After years of planning and raising funds, the perennial power tennis program has a premier new facility.


When Drew Judson was attending Fruitland High School, it was pretty simple.

“At that time (2000-2003), if you played tennis, you were on the varsity team,” said Judson, the 10th-year tennis coach in Fruitland. “Many times, we would have to forfeit individual matches when we would match up with other teams, as we could not field a full team.”

My, how things have changed along the Idaho/Oregon border.

In 2017, Judson’s program had 44 players at the high school level (for a point of context, Fruitland’s powerhouse football team listed 48 players on its varsity roster this past season) and another 60 playing at Fruitland Middle School.

And, added to that, the Grizzlies program welcomed its newest member this spring – a brand-new, $450,000, six-court tennis facility at the school.

“From the time school started in August, many of our players were asking me, ‘when are the courts going to be done,’ or ‘can we play on the courts yet?’” Judson said. “They were very anxious and excited to use the courts.”

Up until this season, the Grizzlies played at Mesa Park, a lighted, public park in Fruitland a little over a mile away from the school. It made for some long nights, with matches often lasting until 9:30 or 10:00 at night.

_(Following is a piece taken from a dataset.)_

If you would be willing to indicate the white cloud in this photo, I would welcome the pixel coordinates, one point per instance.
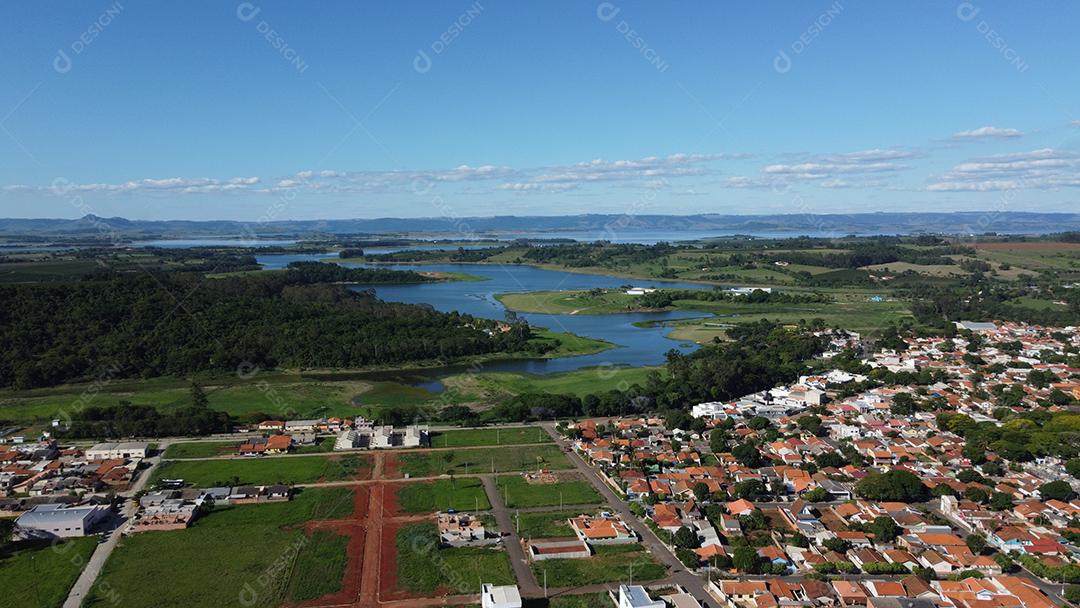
(988, 133)
(1042, 169)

“An assistant coach of ours used to coach in Weiser and jokingly said we were called, ‘Forever Fruitland,’” Judson said of the length of matches.

The tennis program in Fruitland began raising money in 2009 but the process really began to build steam in 2013. An official fundraising committee was established in 2014 with the goal of getting on-campus tennis courts for Fruitland High School, not only so the team would have somewhere to practice and play, but also so the public would have more access to the public courts at Mesa Park once again. The original plan called for eight courts but was scaled back to six in order to help save on cost. In the end, the team and the committee raised $233,000 toward the project with the school district covering the remaining costs.

Judson pointed out that the money contributed from the district was already earmarked for facilities and wasn’t taken from any salary or operational budgets.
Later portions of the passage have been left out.